We can’t have any more kids, as the next one might be in the negative minutes of pushing, and I don’t want to find out what that means.

“As the pregnant woman approaches {the time} to give birth, She writhes {and} cries out in her labor pains, Thus were we before You, O LORD.”
– Isaiah 26:17

Which Reindeer Games?

One of the aspects of marriage is learning about differences in how the other was raised.  For instance, one thing I learned early in the marriage is that you don’t need to refrigerate ketchup.  Everybody I know puts his ketchup in his fridge.  But think about it: no restaurants do.  And nowhere on the bottle does it say “Refrigerate after opening”.  But we keep ours in the fridge because we don’t go through it as fast as restaurants do, and better safe than sorry.

Another item involves the words to Rudolph the Red-Nosed Reindeer.  Not the real words, but the extra, unofficial words that you learned as a child in school: “like a lightbulb”, “like Pinocchio”, “like hoofball”, “yippee”, and “like George Washington”.  It’s the part that follows “join in any reindeer games” on which my wife and I disagree.  She insists the words are “like Monopoly” instead of “like hoofball”.

I don’t know what part of Monopoly has to do with reindeer, but it is a common enough phrase in the US.  It seems that “George Washington” isn’t that popular either.  According to my informal survey of websites, more people claim “Columbus” than “George Washington” for the part following “you’ll go down in history”, and most people claim “Monopoly”.  “Hoofball” is obscure.

But how can a reindeer play Monopoly?  They can’t hold the cards!  And the names that Rudolph is called, either Dumbo or Pinocchio?  Why are they always Disney characters?  I sense a lot of stealth marketing, which might be why I prefer hoofball – there’s no one to benefit by promoting hoofball.

If you need more evidence, just look at the letter that Rudolph writes (it’s in section E).  When he discusses the reindeer games that he plays, do you see Monopoly listed there?  No, but you do see hoofball.

“So Moses wrote this song the same day, and taught it to the sons of Israel.”
– Deuteronomy 31:22

Crazy Night

Tuesday night was crazy.  It was one of those nights that wouldn’t let me go to sleep.

I went to bed around midnight.  At 12:15, one of the neighbor’s dogs starts barking.  Very annoying.  It’s not a constant barking – somewhat intermittent, so I am able to start drifting off to sleep.  At 12:30 however, the dog is joined by a chirp from the smoke detector.  It has decided, just now, that its battery is getting low.

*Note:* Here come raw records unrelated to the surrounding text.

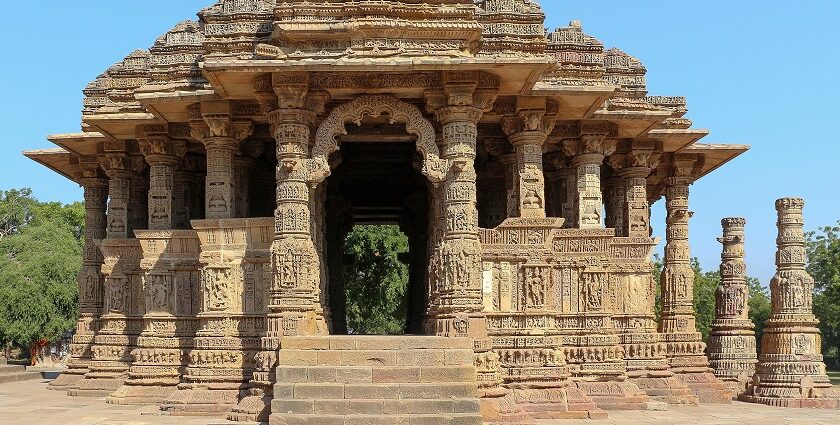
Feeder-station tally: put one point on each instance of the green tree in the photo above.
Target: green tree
(823, 248)
(40, 256)
(376, 280)
(705, 289)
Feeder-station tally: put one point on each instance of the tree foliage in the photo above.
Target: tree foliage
(40, 256)
(823, 248)
(705, 289)
(376, 280)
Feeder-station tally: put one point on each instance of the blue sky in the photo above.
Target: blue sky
(763, 73)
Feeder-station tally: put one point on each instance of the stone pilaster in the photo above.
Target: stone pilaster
(732, 350)
(678, 326)
(587, 155)
(508, 160)
(90, 279)
(615, 196)
(528, 131)
(790, 370)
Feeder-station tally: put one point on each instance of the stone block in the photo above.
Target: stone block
(389, 375)
(371, 391)
(319, 391)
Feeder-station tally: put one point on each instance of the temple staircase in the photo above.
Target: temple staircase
(347, 380)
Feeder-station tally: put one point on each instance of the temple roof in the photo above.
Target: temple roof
(234, 42)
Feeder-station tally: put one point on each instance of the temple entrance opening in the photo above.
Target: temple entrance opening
(376, 234)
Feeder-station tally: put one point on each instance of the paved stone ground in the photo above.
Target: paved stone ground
(30, 403)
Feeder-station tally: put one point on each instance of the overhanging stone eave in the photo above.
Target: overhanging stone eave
(81, 144)
(56, 159)
(677, 140)
(575, 102)
(632, 124)
(716, 155)
(153, 100)
(531, 69)
(119, 126)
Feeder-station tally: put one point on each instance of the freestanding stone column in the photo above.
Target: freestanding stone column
(732, 339)
(678, 326)
(790, 371)
(587, 155)
(89, 279)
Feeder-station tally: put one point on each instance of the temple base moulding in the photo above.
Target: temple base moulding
(96, 386)
(708, 388)
(667, 389)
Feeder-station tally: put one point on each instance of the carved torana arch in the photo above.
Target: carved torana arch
(434, 167)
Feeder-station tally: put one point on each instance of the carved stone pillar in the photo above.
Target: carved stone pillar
(791, 371)
(634, 168)
(119, 323)
(170, 274)
(587, 156)
(90, 279)
(684, 344)
(294, 298)
(508, 160)
(457, 260)
(163, 155)
(528, 131)
(568, 190)
(732, 339)
(221, 136)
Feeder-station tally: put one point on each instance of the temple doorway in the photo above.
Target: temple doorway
(376, 211)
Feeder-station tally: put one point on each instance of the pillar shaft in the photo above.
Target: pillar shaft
(791, 371)
(457, 261)
(732, 348)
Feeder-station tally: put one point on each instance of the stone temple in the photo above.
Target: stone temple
(223, 167)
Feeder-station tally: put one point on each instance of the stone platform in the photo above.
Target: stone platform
(31, 400)
(339, 380)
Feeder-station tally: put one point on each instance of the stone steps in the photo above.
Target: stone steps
(14, 373)
(376, 380)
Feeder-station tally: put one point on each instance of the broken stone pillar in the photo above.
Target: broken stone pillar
(790, 370)
(678, 326)
(731, 348)
(89, 279)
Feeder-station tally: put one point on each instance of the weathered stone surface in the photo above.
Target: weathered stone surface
(790, 370)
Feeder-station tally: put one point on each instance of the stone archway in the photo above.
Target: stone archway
(434, 167)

I remember that the smoke detector emits a short chirp every minute when the battery is low, but I also remember that it can be on the edge for a while.  I don’t want to leave my warm bed, so I gamble that the next chirps will not be very regular, and maybe I can fall fast asleep and will miss the next chirp. I win that bet, and am back asleep.

At 1:00 my wife wakes me with a “What was that?”  She then described a chirp-like sound.  I tell her it’s the smoke alarm telling us it thinks its battery is running low.  She asks how often it makes that sound.  I tell her “once a minute”, and the alarm chirps again, and again.  I give up and get out of bed.

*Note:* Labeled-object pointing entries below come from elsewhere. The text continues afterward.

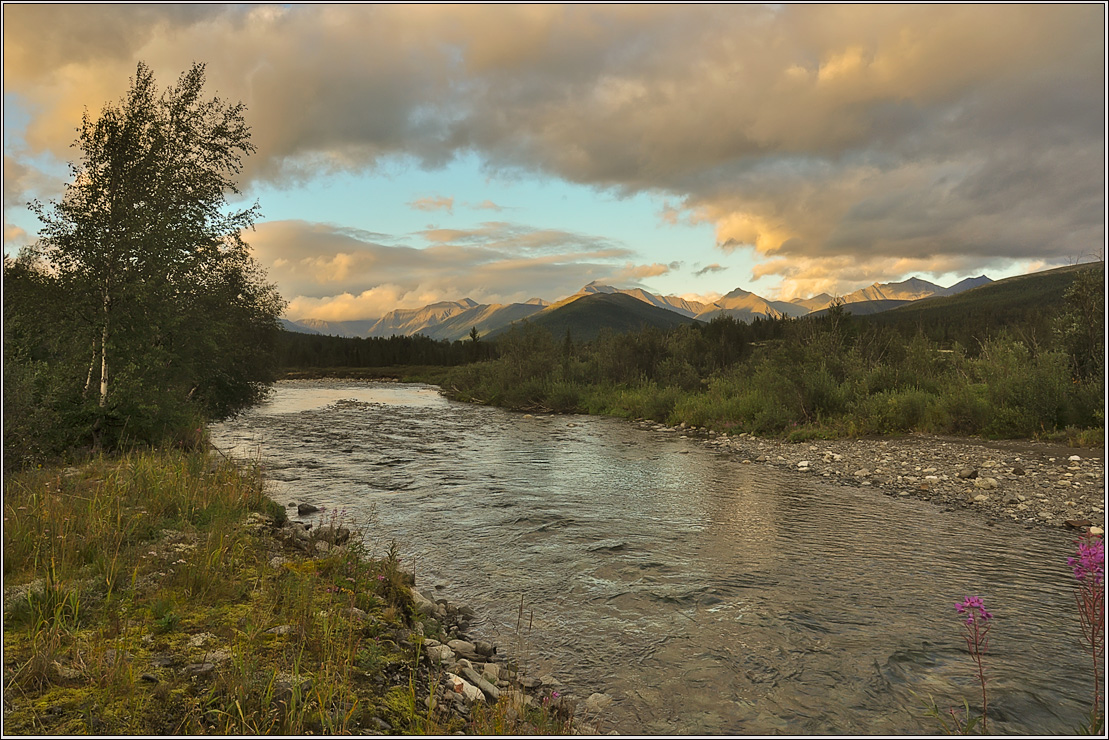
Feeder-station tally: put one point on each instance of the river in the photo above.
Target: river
(705, 596)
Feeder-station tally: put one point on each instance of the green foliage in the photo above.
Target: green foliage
(140, 312)
(803, 378)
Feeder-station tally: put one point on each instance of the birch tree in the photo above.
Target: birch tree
(154, 252)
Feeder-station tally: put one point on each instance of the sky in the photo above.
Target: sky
(408, 154)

I go downstairs and get the step stool, since our bedroom ceiling is at 10 feet.  The step stool is not tall enough – my reach is probably 2 feet shy of the smoke detector.  I try remembering how I did this before.  Then I recall that I use the small ladder from the garage.  But the small ladder isn’t in the garage anymore; it’s in the shed.  There’s no way I’m trudging through the snow to get a ladder just to change a 9V battery.

Ah-ha!  We have tall stools in the kitchen for sitting at the counter.  I bring one upstairs, and now my reach is only 1 foot shy.  Hmm…   I grab an end table from the upstairs landing.  The kitchen stool plus the end table is tall enough, if slightly unsteady. But at this point I don’t care.  Swap the batteries, leave the stack of table and stool, and turn out the lights.  Finally back in bed, heading off to sleep at 1:30.

The kids wake up at 6:30, at least an hour earlier than usual, and they’re hungry for breakfast.  If nothing else, that was a training run for when the new baby arrives.

“Come to Me, all who are weary and heavy-laden, and I will give you rest.”